Heather: I just found out from a 12 year old that I'm on iTunes and doing rather well! I only know that cdbaby.com has "Most of All" and has siphoned out the songs to a million other servers! All great news to me as I am the worlds worst self promoter...do you know a good manager? HA!

TCZ: What does 2007 have in store for Heather Horton fans? Any upcoming tours? Videos?

Heather: I recently started splitting my time between Chicago and Nashville. I have a place there now and spend 1/2 the month there. I'm doing all that I can to meet as many people as possible-musicians, industry folk, the whole shabang. My selling point is my live show. To get people to your live show is a humbling and brutal task. I've decided to really "go for it" and face all my fears by throwing myself in and not giving in.

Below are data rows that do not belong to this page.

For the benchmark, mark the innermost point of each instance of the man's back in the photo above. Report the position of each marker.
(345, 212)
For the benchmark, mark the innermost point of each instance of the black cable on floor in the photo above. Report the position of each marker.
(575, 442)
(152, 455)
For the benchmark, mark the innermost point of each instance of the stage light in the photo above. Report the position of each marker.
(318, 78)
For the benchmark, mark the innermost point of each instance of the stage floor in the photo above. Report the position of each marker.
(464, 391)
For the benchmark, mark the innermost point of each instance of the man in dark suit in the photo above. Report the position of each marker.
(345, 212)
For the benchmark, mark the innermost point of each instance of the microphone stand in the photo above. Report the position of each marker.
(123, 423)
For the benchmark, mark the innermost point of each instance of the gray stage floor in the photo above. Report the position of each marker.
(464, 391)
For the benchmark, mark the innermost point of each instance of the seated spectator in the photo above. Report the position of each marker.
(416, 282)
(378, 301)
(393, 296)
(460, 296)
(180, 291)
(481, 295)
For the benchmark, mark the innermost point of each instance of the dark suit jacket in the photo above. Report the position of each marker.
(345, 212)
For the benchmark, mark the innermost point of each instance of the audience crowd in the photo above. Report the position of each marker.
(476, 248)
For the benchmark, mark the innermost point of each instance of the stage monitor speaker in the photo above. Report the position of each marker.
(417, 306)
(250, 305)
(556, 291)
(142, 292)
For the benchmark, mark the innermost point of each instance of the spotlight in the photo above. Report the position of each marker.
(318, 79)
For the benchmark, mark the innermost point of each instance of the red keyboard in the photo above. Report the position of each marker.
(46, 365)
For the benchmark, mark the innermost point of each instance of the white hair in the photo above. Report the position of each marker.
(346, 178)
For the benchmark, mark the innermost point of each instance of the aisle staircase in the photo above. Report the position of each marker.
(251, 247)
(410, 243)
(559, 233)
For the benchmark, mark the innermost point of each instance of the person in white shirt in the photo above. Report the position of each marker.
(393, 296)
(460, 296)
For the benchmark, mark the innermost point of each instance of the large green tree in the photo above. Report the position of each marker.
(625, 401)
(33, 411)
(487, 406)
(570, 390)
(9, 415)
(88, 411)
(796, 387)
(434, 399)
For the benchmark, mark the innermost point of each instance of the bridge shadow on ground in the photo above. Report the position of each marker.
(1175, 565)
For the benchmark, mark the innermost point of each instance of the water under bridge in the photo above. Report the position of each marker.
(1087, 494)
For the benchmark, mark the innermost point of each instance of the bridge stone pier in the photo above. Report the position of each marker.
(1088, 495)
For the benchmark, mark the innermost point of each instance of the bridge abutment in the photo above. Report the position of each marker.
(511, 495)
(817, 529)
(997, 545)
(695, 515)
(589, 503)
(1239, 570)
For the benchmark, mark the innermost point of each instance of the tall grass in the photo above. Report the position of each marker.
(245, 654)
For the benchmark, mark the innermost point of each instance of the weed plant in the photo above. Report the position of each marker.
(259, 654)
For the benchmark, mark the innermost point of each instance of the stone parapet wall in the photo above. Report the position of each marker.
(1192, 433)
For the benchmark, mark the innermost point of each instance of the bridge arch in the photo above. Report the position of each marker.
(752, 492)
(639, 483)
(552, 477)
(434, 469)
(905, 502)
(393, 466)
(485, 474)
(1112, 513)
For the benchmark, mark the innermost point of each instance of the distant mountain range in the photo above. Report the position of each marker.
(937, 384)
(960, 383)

I've already made great strides in Nashville. It's been very exciting, scary and CRAZY...and like the saying goes...."if it were easy, everyone would be doing it"...though in Nashville it does sometimes feel like everyone is 'doing it'! HA HA!

TCZ: Is there anything we haven't covered that you would like to add?

Heather: Itís very humbling to have people ask questions about you. I am always so extremely stunned to know that there are people out there who actually are interested in me and where I "come from". This is no exception...thank you so much in supporting the "undiscovered" and shedding light on their dreams and journey.